- Interactive map of Hylands Park
- Type: Public park
- Coordinates: 51°34′15″N 0°12′02″E﻿ / ﻿51.5709°N 0.2005°E
- Area: 4.6 hectares (11 acres)
- Opened: 1 June 1929
- Operator: Havering London Borough Council
- Open: All year

= Hylands Park (London) =

Park in the London Borough of Havering, England

Hylands Park is a public park in the London Borough of Havering in northwest Hornchurch, near to Romford. It is owned and managed by Havering London Borough Council and has Green Flag Award status.

There was a Hylands ward of the London Borough of Havering from 1965 to 2022. The ward was replaced by Hylands and Harrow Lodge.

==History==
The land was purchased in 1920 by the owners of the Oak Public House in Victoria Road, Romford. In 1925 a trotting track was laid out and a race meeting was held.

Hornchurch Urban District Council was established in 1926 and in 1927 they purchased the land, to be laid out as public park. The park was formally opened on Saturday 1 June 1929.

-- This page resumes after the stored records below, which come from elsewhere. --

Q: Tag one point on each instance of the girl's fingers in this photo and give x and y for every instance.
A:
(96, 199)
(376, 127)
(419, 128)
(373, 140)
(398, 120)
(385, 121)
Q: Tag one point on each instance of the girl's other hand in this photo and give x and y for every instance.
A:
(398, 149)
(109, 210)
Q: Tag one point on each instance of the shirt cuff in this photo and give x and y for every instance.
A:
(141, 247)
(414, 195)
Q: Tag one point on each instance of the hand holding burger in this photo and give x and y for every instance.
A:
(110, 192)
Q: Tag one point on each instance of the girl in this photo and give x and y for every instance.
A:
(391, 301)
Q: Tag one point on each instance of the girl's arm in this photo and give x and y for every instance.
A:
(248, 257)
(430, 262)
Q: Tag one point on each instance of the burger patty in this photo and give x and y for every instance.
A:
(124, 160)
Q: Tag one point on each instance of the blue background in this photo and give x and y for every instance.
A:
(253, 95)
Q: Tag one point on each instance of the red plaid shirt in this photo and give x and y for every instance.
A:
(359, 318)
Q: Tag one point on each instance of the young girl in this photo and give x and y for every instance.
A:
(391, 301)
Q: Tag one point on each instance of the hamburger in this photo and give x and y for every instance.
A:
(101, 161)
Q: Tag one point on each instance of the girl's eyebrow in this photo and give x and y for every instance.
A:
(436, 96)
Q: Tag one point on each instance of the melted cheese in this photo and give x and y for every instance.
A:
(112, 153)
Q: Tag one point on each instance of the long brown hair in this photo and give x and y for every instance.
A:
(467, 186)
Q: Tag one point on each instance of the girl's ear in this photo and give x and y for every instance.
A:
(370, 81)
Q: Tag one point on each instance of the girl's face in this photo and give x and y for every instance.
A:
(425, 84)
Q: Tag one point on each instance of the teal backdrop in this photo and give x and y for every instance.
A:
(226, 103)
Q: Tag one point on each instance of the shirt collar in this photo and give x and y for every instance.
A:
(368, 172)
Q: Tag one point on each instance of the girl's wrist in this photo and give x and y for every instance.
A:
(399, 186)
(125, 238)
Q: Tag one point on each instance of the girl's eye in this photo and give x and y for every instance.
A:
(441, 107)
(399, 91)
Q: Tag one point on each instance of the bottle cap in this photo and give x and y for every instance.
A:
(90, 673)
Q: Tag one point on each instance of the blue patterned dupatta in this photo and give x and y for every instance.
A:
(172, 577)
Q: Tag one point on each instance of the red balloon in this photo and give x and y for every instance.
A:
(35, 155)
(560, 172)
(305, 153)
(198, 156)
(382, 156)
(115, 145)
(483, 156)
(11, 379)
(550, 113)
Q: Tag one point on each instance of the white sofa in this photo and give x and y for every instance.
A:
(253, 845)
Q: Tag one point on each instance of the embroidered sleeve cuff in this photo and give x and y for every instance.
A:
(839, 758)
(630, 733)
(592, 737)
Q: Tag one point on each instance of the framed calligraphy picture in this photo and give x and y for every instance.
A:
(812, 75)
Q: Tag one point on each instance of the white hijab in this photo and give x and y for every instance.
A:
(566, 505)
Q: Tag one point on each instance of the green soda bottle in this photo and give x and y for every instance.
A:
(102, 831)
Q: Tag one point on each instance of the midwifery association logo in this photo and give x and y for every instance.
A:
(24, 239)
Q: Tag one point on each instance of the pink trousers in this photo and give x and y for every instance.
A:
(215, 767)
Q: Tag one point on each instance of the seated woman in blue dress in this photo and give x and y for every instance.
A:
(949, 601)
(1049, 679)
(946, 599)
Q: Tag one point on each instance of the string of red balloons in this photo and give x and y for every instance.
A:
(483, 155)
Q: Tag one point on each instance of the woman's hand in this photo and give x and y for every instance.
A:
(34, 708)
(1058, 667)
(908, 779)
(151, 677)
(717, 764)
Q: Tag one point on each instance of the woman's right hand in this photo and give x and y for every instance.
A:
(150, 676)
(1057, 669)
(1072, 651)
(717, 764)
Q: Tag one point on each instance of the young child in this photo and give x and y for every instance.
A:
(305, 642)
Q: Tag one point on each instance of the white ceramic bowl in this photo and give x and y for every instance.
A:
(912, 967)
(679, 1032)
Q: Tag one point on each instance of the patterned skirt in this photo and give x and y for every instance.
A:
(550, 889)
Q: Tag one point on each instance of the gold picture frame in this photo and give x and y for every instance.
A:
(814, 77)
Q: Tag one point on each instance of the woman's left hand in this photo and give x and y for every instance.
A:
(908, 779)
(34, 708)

In October 1940 a Spitfire piloted by John McAdam from RAF Hornchurch narrowly avoided crashing in the crowded park, by crash landing in a gap between two houses.

==Features==
The former trotting track has been converted to a large oval path, which encircles cricket and football pitches. The entrance to Osborne Road features stone and wrought iron gates that were transferred from nearby Grey Towers, that was demolished in 1931. There is a rose garden.

==Management==
The park is owned and managed by Havering London Borough Council and has Green Flag Award status.